Zusätzlich spielen gesellschaftliche Veränderungen eine Rolle. Eine generelle Verrohung des gesellschaftlichen Klimas, in dem Respekt und Höflichkeit immer seltener zum Alltag gehören, wird von vielen Experten als eine Ursache für das steigende Maß an Gewalt angesehen. Studien zeigen, dass sich die Kommunikation zwischen Menschen in den letzten Jahren zunehmend verschlechtert hat, was sich auch in aggressiven Verhaltensweisen äußert. Ethik- und Kommunikationsforscher warnen vor den längerfristigen Folgen solcher Verhaltensweisen auf die Gesellschaft insgesamt. Es ist ein Zeichen, dass grundlegende soziale Werte wie Empathie und Rücksichtnahme unter Druck stehen.

Auswirkungen auf das medizinische Personal

Die zunehmende Gewalttaten gegen Ärzte und medizinisches Personal haben nicht nur Auswirkungen auf die Sicherheit am Arbeitsplatz, sondern auch auf die psychische Gesundheit der Betroffenen. Viele Ärzte berichten von einem Anstieg von Stress, Angstzuständen und Burnout. Dies kann dazu führen, dass Fachkräfte das Berufsfeld verlassen oder den Kontakt zu Patienten meiden, was die medizinische Versorgung langfristig gefährden könnte. Laut einer Umfrage der Ärztekammer haben fast 30% der befragten Ärzte angegeben, dass sie Übergriffe in der einen oder anderen Form erlebt haben, was zu einem signifikanten Rückgang der Arbeitszufriedenheit führt.

Berufliche Unterstützungssysteme und Schulungen im Bereich Deeskalation sind notwendig, um diesen Entwicklungen entgegenzuwirken. Einige Kliniken in Sachsen-Anhalt haben bereits spezifische Trainings für ihr Personal eingeführt, um sie besser auf gewaltsame Übergriffe vorzubereiten und ihnen Strategien an die Hand zu geben, die helfen, gefährliche Situationen zu deeskalieren. Diese Maßnahmen sind essenziell, nicht nur für die Sicherheit der Mitarbeiter, sondern auch für die Qualität der Patientenversorgung.

Rechtliche Rahmenbedingungen und Forderungen an die Politik

Die Kassenärztliche Vereinigung und die Kassenärztliche Bundesvereinigung fordern eine Überarbeitung des Strafrechts, um Ärzte und medizinisches Personal besser zu schützen. Dies könnte beispielsweise eine Erhöhung der Strafen für Tätlichkeiten gegen medizinisches Personal beinhalten. Im Rahmen ihrer Kampagnen betonen diese Institutionen auch die Wichtigkeit einer breiteren gesellschaftlichen Debatte über Respekt im Gesundheitswesen.
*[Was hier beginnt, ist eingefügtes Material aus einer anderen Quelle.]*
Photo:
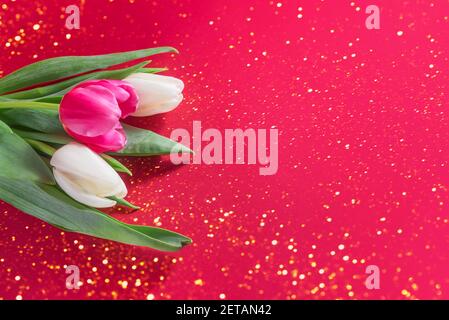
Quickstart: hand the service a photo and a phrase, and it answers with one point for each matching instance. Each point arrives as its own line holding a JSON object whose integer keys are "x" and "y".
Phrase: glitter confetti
{"x": 363, "y": 153}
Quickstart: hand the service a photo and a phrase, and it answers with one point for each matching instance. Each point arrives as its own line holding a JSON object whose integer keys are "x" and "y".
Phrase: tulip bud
{"x": 91, "y": 113}
{"x": 157, "y": 94}
{"x": 86, "y": 177}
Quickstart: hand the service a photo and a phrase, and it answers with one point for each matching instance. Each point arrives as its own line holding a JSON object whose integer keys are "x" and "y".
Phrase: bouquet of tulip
{"x": 61, "y": 134}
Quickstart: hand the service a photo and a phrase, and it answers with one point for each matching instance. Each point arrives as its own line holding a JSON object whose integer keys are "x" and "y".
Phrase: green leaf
{"x": 34, "y": 119}
{"x": 57, "y": 90}
{"x": 117, "y": 165}
{"x": 56, "y": 138}
{"x": 143, "y": 142}
{"x": 152, "y": 70}
{"x": 28, "y": 105}
{"x": 41, "y": 147}
{"x": 124, "y": 203}
{"x": 18, "y": 160}
{"x": 50, "y": 204}
{"x": 64, "y": 67}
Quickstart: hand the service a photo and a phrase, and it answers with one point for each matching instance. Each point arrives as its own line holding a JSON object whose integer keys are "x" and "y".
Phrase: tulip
{"x": 157, "y": 94}
{"x": 86, "y": 177}
{"x": 91, "y": 113}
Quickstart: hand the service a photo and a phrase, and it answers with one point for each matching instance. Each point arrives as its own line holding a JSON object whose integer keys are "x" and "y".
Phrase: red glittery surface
{"x": 363, "y": 152}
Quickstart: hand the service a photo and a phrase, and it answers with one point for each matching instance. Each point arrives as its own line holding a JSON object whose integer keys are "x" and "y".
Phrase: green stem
{"x": 28, "y": 105}
{"x": 40, "y": 146}
{"x": 123, "y": 202}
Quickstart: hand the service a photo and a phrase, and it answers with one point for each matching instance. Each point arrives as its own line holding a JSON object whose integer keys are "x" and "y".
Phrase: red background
{"x": 363, "y": 152}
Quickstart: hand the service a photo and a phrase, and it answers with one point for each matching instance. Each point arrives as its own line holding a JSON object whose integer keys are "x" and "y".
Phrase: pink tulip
{"x": 92, "y": 110}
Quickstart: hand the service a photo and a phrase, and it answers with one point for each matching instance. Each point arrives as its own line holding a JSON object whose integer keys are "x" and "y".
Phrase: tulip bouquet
{"x": 61, "y": 134}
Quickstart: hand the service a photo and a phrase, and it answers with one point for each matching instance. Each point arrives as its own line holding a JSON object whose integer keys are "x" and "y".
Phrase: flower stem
{"x": 40, "y": 146}
{"x": 27, "y": 105}
{"x": 123, "y": 202}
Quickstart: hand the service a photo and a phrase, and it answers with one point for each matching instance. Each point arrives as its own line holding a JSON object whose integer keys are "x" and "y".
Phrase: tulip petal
{"x": 75, "y": 192}
{"x": 157, "y": 94}
{"x": 113, "y": 140}
{"x": 89, "y": 110}
{"x": 88, "y": 170}
{"x": 125, "y": 94}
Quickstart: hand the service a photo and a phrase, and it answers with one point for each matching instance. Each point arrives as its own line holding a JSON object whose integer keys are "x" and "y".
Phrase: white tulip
{"x": 157, "y": 94}
{"x": 86, "y": 177}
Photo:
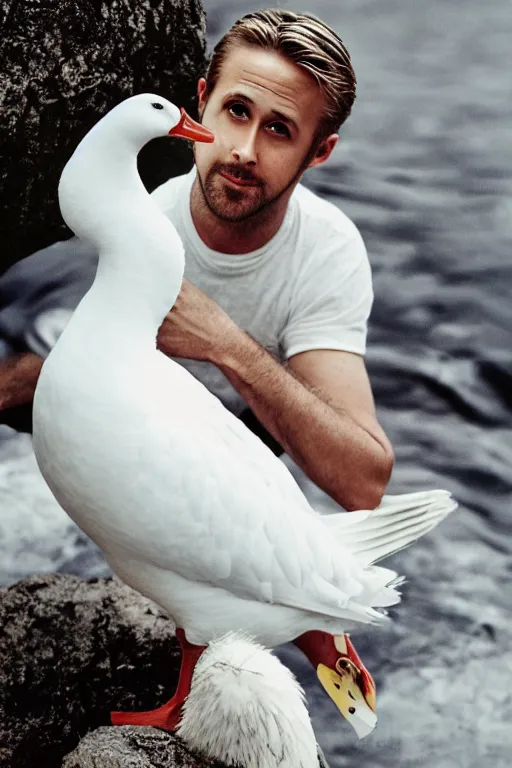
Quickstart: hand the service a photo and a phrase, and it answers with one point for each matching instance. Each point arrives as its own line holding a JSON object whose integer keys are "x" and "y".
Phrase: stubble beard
{"x": 251, "y": 205}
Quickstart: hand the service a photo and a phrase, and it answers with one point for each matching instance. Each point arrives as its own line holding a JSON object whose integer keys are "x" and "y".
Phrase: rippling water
{"x": 425, "y": 169}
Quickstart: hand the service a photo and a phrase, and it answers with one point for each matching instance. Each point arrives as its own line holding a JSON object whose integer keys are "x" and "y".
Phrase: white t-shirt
{"x": 308, "y": 288}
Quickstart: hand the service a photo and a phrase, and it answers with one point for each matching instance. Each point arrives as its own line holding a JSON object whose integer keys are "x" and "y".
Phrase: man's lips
{"x": 239, "y": 181}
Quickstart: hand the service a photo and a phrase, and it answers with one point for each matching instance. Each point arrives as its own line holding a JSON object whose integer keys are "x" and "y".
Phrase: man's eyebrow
{"x": 238, "y": 96}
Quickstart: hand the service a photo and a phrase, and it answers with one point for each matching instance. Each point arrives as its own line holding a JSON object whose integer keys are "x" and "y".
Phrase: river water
{"x": 424, "y": 167}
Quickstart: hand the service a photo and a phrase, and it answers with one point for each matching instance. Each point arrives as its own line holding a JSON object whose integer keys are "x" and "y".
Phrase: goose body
{"x": 189, "y": 507}
{"x": 246, "y": 709}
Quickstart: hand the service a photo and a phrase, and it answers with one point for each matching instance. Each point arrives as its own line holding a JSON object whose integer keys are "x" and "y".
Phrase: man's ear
{"x": 324, "y": 150}
{"x": 201, "y": 95}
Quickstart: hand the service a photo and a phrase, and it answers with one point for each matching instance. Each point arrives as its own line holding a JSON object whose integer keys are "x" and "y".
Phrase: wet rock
{"x": 64, "y": 64}
{"x": 129, "y": 747}
{"x": 70, "y": 652}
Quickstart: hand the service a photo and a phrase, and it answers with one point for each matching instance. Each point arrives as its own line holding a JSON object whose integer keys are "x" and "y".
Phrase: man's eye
{"x": 238, "y": 110}
{"x": 280, "y": 129}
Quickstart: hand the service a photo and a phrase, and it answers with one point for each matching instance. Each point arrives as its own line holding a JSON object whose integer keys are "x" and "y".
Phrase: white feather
{"x": 246, "y": 708}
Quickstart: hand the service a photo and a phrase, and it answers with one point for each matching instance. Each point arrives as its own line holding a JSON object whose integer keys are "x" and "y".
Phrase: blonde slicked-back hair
{"x": 304, "y": 40}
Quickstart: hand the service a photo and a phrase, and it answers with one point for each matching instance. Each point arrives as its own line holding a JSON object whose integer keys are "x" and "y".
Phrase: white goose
{"x": 246, "y": 709}
{"x": 189, "y": 507}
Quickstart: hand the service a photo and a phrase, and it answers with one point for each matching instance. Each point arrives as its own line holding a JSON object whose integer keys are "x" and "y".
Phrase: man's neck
{"x": 234, "y": 237}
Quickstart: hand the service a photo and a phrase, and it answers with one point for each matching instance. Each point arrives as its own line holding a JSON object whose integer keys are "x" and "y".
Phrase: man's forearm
{"x": 18, "y": 379}
{"x": 345, "y": 460}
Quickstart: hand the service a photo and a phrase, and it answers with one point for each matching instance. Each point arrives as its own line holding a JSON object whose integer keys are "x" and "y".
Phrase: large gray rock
{"x": 129, "y": 747}
{"x": 64, "y": 64}
{"x": 70, "y": 652}
{"x": 134, "y": 747}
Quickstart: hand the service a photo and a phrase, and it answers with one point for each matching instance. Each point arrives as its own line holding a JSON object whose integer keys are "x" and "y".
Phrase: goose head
{"x": 101, "y": 174}
{"x": 245, "y": 708}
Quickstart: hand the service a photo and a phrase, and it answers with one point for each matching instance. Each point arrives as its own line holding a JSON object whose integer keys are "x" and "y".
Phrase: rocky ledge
{"x": 64, "y": 64}
{"x": 70, "y": 652}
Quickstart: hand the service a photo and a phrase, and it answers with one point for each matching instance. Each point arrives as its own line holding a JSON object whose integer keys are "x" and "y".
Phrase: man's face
{"x": 264, "y": 112}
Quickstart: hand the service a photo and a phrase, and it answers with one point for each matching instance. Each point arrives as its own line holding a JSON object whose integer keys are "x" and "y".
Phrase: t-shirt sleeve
{"x": 331, "y": 300}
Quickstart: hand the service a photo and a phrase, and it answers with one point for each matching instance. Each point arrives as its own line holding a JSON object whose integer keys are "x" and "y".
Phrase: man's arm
{"x": 324, "y": 419}
{"x": 319, "y": 408}
{"x": 18, "y": 379}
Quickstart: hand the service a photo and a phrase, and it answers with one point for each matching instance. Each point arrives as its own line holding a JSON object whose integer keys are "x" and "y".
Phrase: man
{"x": 274, "y": 307}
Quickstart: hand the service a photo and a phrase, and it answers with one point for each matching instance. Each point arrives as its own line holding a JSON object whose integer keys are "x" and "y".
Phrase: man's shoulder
{"x": 319, "y": 216}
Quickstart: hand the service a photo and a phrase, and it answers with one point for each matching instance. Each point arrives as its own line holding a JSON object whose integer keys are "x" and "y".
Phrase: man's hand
{"x": 196, "y": 327}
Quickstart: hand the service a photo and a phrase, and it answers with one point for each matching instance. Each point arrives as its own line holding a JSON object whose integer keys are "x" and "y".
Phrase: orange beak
{"x": 189, "y": 129}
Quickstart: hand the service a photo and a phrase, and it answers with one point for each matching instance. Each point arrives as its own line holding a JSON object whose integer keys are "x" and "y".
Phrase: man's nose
{"x": 244, "y": 151}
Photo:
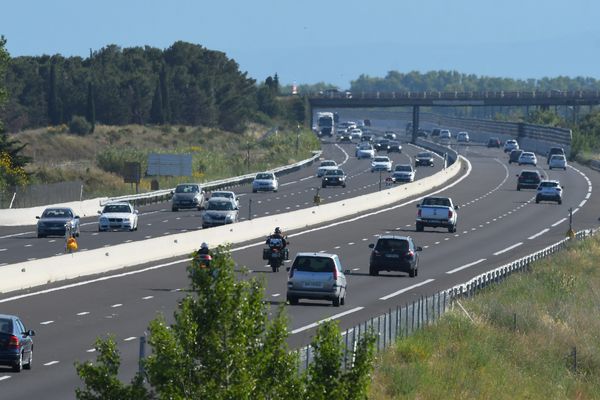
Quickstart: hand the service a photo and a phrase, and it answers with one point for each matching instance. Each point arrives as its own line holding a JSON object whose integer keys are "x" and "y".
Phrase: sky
{"x": 332, "y": 41}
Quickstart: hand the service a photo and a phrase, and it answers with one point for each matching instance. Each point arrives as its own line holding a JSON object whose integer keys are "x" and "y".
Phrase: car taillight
{"x": 13, "y": 342}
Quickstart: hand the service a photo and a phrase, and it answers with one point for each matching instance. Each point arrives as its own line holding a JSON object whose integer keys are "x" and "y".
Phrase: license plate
{"x": 311, "y": 284}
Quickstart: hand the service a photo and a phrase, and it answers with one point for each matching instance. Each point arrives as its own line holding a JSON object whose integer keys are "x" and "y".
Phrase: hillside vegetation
{"x": 97, "y": 159}
{"x": 550, "y": 353}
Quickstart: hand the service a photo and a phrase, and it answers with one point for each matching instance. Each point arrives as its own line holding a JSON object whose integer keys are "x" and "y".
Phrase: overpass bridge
{"x": 543, "y": 99}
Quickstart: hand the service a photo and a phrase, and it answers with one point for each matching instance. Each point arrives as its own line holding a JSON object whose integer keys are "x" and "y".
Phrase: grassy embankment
{"x": 97, "y": 159}
{"x": 557, "y": 309}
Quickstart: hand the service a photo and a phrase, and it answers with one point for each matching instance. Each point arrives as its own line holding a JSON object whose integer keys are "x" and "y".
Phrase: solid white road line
{"x": 336, "y": 316}
{"x": 560, "y": 221}
{"x": 508, "y": 248}
{"x": 466, "y": 266}
{"x": 389, "y": 296}
{"x": 540, "y": 233}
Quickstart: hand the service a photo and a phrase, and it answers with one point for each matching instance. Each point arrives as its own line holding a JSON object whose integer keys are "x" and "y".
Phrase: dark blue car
{"x": 16, "y": 344}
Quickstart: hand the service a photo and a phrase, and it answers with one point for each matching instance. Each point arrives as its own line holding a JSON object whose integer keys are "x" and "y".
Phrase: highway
{"x": 496, "y": 224}
{"x": 296, "y": 191}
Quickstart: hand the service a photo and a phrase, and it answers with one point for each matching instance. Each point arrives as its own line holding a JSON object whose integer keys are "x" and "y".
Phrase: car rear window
{"x": 5, "y": 325}
{"x": 314, "y": 264}
{"x": 392, "y": 245}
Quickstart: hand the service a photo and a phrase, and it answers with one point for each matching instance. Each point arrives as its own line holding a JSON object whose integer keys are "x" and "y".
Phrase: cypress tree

Im Idealfall sollte die Politik nicht nur auf die steigenden Übergriffe reagieren, sondern proaktives Handeln in Form von Präventionsmaßnahmen fördern. Dies könnte Schulungsangebote für Patienten umfassen, die über angemessenes Verhalten in Arztpraxen aufklären, sowie ein stärkere Berücksichtigung der psychischen Gesundheit in der ärztlichen Ausbildung.